Previous weeks: 0, 1, 2, 3, 4, 5, 6, 7, 8
We’re past the halfway mark, folks, and squarely into the book’s third volume. It starts with a rather fine, and admirably precise, review of the causes of the 1812 French invasion of Russia. Tolstoy muses on the strange way that huge incomprehensible events are attributable to everything and nothing; if enough of Napoleon’s generals had refused to come out of retirement, there could have been no war. Yet what difference could one general have made by refusing…

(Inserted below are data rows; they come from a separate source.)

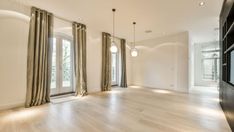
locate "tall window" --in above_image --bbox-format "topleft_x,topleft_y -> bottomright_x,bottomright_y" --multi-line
51,35 -> 73,95
111,52 -> 119,85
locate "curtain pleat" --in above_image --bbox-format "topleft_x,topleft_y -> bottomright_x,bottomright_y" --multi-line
25,7 -> 53,107
101,33 -> 111,91
72,22 -> 87,96
120,39 -> 128,87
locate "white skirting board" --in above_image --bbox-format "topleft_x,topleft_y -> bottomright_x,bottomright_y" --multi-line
0,101 -> 25,111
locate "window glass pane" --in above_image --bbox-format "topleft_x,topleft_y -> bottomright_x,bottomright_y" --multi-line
50,38 -> 56,89
230,51 -> 234,84
62,39 -> 72,87
202,50 -> 220,81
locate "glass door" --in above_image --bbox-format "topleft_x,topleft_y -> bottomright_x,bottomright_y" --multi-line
111,53 -> 118,85
51,36 -> 73,95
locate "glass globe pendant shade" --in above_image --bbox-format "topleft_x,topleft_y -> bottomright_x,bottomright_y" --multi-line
131,48 -> 138,57
110,41 -> 118,53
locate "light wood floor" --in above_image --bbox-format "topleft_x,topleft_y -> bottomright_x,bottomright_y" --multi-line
0,87 -> 231,132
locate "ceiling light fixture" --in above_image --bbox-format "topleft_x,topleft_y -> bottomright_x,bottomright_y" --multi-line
110,9 -> 118,53
131,22 -> 138,57
199,1 -> 205,6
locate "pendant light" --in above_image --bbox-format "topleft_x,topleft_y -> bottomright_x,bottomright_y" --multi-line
110,9 -> 118,53
131,22 -> 138,57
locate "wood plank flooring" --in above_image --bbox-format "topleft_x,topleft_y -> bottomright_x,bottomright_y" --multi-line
0,87 -> 231,132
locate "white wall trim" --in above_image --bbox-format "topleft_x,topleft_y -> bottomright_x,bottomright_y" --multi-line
0,101 -> 25,110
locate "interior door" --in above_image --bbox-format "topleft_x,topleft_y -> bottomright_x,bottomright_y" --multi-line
111,53 -> 118,85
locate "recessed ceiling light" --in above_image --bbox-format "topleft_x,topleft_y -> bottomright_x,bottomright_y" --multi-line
199,1 -> 205,6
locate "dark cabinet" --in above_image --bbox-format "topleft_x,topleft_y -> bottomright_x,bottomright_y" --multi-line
219,0 -> 234,131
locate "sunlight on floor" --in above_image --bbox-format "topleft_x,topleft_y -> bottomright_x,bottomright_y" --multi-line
108,90 -> 123,94
129,86 -> 142,88
4,109 -> 41,120
153,89 -> 172,94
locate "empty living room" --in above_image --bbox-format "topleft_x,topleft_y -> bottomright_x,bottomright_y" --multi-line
0,0 -> 234,132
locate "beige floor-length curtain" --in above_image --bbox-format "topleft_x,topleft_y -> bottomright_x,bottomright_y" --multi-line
72,22 -> 87,96
101,33 -> 111,91
120,39 -> 128,87
25,7 -> 53,107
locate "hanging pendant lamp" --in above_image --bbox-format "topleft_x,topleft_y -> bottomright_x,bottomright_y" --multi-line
131,22 -> 138,57
110,9 -> 118,53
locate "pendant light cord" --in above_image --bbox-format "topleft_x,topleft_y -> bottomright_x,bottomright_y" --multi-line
112,9 -> 116,42
133,22 -> 136,48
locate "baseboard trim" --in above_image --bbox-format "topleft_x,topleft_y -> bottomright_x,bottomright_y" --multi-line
0,101 -> 24,111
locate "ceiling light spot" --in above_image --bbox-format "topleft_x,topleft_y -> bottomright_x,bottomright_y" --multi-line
199,1 -> 205,6
145,30 -> 152,33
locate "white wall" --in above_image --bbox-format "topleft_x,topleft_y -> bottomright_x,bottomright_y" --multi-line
132,32 -> 189,92
0,0 -> 131,109
0,18 -> 28,108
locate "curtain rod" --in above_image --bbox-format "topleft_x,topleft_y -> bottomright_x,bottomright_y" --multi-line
54,14 -> 75,24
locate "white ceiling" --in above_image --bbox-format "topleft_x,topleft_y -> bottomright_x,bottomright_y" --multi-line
22,0 -> 223,42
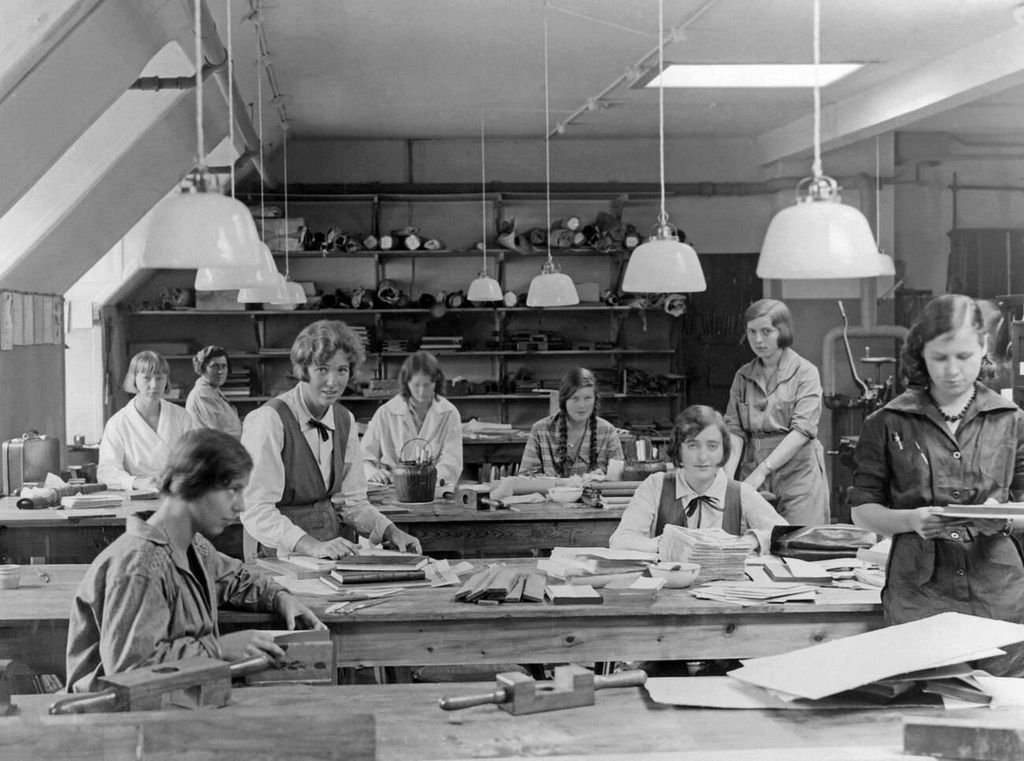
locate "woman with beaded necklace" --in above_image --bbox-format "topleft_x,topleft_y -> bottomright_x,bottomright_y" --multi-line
519,368 -> 623,478
849,294 -> 1024,676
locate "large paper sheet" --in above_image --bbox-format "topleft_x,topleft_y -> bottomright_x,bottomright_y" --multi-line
729,612 -> 1024,700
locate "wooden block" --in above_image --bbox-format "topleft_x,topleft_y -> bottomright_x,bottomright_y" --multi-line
903,716 -> 1024,761
522,574 -> 547,602
544,584 -> 604,605
99,658 -> 231,711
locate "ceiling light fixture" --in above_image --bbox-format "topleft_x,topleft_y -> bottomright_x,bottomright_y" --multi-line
466,109 -> 502,302
526,3 -> 580,306
139,0 -> 259,269
634,62 -> 864,89
623,0 -> 708,293
757,0 -> 882,280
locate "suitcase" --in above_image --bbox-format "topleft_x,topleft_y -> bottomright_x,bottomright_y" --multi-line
3,431 -> 60,495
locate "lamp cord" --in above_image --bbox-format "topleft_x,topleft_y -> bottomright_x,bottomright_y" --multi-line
254,5 -> 266,240
224,0 -> 234,199
193,0 -> 206,173
544,2 -> 554,264
657,0 -> 669,229
480,107 -> 487,277
811,0 -> 822,179
281,120 -> 292,281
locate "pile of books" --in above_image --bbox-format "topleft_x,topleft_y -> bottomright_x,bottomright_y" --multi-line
660,525 -> 751,582
420,336 -> 462,351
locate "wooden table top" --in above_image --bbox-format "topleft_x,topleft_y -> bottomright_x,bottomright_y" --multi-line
0,492 -> 626,529
6,683 -> 950,761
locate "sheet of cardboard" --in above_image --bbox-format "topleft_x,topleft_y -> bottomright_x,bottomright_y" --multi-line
729,612 -> 1024,700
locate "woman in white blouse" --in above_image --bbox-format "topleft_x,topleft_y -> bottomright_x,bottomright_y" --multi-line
362,351 -> 462,487
185,346 -> 242,438
96,351 -> 200,491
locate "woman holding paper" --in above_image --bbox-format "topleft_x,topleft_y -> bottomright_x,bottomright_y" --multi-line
519,368 -> 623,478
361,351 -> 462,490
96,351 -> 199,491
849,294 -> 1024,676
608,405 -> 785,552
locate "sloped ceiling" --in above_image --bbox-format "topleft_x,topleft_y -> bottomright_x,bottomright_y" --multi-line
0,0 -> 1024,293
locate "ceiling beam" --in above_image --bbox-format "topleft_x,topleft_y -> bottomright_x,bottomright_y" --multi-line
756,27 -> 1024,165
0,90 -> 214,294
0,0 -> 184,220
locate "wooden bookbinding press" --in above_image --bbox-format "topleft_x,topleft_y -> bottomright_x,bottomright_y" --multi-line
439,666 -> 647,716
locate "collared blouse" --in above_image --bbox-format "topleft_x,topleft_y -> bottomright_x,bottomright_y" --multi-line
185,376 -> 242,438
68,516 -> 285,692
608,468 -> 786,552
242,385 -> 391,552
96,398 -> 199,492
519,415 -> 624,476
362,395 -> 462,485
725,347 -> 821,441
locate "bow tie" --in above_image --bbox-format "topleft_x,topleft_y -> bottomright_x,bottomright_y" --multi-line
686,494 -> 722,529
306,418 -> 331,441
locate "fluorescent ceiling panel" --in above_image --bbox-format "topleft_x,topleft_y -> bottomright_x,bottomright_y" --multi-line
637,64 -> 864,88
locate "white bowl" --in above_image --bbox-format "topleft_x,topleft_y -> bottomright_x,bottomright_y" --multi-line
548,487 -> 583,504
647,562 -> 700,589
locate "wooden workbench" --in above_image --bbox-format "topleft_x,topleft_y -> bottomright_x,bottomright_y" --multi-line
0,492 -> 625,563
0,559 -> 883,674
0,683 -> 950,761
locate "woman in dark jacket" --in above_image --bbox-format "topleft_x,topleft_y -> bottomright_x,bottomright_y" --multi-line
850,295 -> 1024,676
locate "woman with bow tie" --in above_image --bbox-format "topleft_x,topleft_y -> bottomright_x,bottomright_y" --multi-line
608,405 -> 786,552
242,320 -> 420,558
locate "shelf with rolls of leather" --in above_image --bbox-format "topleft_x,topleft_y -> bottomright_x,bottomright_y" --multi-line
112,188 -> 686,429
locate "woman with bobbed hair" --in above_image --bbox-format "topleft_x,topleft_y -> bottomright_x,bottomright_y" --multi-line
185,346 -> 242,438
96,351 -> 199,491
849,294 -> 1024,677
519,368 -> 623,478
608,405 -> 785,552
362,351 -> 462,487
242,320 -> 421,558
725,299 -> 829,525
68,428 -> 326,692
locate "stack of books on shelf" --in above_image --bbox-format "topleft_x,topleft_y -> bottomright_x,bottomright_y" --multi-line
660,525 -> 751,582
420,336 -> 462,351
220,368 -> 252,399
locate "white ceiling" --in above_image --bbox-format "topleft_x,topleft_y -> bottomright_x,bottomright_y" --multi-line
209,0 -> 1024,148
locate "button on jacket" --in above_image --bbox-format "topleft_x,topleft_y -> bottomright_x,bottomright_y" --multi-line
849,385 -> 1024,673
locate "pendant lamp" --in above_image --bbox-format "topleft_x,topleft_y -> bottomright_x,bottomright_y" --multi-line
623,0 -> 708,293
757,0 -> 883,280
466,109 -> 504,303
526,10 -> 580,306
139,0 -> 259,269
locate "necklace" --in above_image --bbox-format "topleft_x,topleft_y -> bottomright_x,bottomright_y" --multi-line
928,384 -> 978,423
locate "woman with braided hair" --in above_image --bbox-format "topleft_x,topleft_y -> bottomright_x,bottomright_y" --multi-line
519,368 -> 623,478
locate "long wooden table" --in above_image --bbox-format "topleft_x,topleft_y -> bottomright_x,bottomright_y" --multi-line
6,683 -> 950,761
0,497 -> 625,563
0,559 -> 883,674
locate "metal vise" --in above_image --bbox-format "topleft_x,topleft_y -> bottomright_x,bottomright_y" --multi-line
439,666 -> 647,716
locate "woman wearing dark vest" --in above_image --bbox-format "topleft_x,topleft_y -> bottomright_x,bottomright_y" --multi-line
242,320 -> 420,558
608,405 -> 785,552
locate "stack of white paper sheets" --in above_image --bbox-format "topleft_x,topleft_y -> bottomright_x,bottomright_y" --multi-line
659,525 -> 751,582
690,582 -> 817,605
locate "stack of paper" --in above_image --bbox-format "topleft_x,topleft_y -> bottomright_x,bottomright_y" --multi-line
659,525 -> 751,582
690,582 -> 817,606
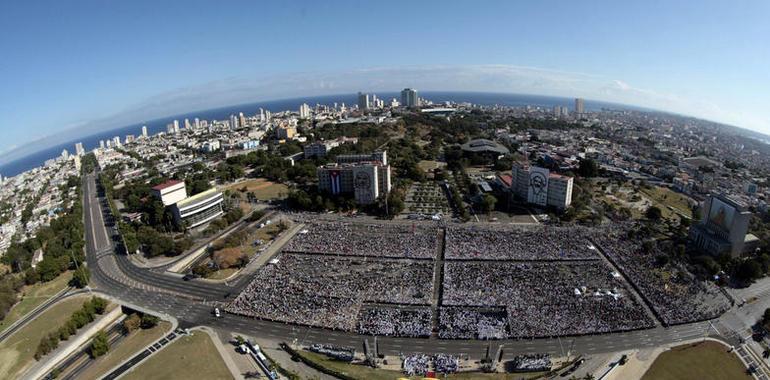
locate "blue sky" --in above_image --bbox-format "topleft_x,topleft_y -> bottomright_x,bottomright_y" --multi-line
0,0 -> 770,160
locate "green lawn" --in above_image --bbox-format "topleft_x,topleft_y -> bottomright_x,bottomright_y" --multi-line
297,350 -> 544,380
640,186 -> 692,218
225,178 -> 289,200
0,295 -> 88,379
123,331 -> 233,380
80,321 -> 171,379
0,271 -> 72,331
642,341 -> 751,380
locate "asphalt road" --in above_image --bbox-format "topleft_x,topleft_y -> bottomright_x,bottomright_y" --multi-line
76,175 -> 756,358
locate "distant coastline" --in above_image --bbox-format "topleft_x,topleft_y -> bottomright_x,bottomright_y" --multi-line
0,91 -> 653,177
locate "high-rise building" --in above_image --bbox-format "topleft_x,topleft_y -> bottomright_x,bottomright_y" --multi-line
230,115 -> 238,130
299,103 -> 310,119
358,92 -> 372,111
575,98 -> 585,115
690,194 -> 759,257
318,152 -> 391,204
511,161 -> 573,210
401,88 -> 420,107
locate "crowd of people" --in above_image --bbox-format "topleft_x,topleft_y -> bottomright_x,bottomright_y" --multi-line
438,307 -> 509,340
402,354 -> 430,376
444,226 -> 600,261
227,253 -> 433,331
227,220 -> 729,339
284,222 -> 438,259
442,261 -> 654,338
433,354 -> 460,373
511,354 -> 552,372
595,225 -> 730,325
402,354 -> 460,376
358,307 -> 433,338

On a rather smaller scale, similar thoughts often occur when one is in a pensive mood about one’s own life. And I have been minded lately to pense the seemingly improbable existence of my freshly-minted son. If Mrs. Monkeyshines and I hadn’t met, there could have been no Little Monkey… if Sarah Beeny hadn’t started up that dating website… if people hadn’t watched her shows to give her the necessary cash and cachet… if there had been no property bubble for her to exploit… Our strange, contingent, complicated human lives are such funny little things. But it’s fun to think about them sometimes; and reading War and Peace is, for all of its stoutness, a rather simpler way to inspire such thoughts than having a baby. Although the latter is probably more rewarding in the long run. Swings and roundabouts, people, swings and roundabouts.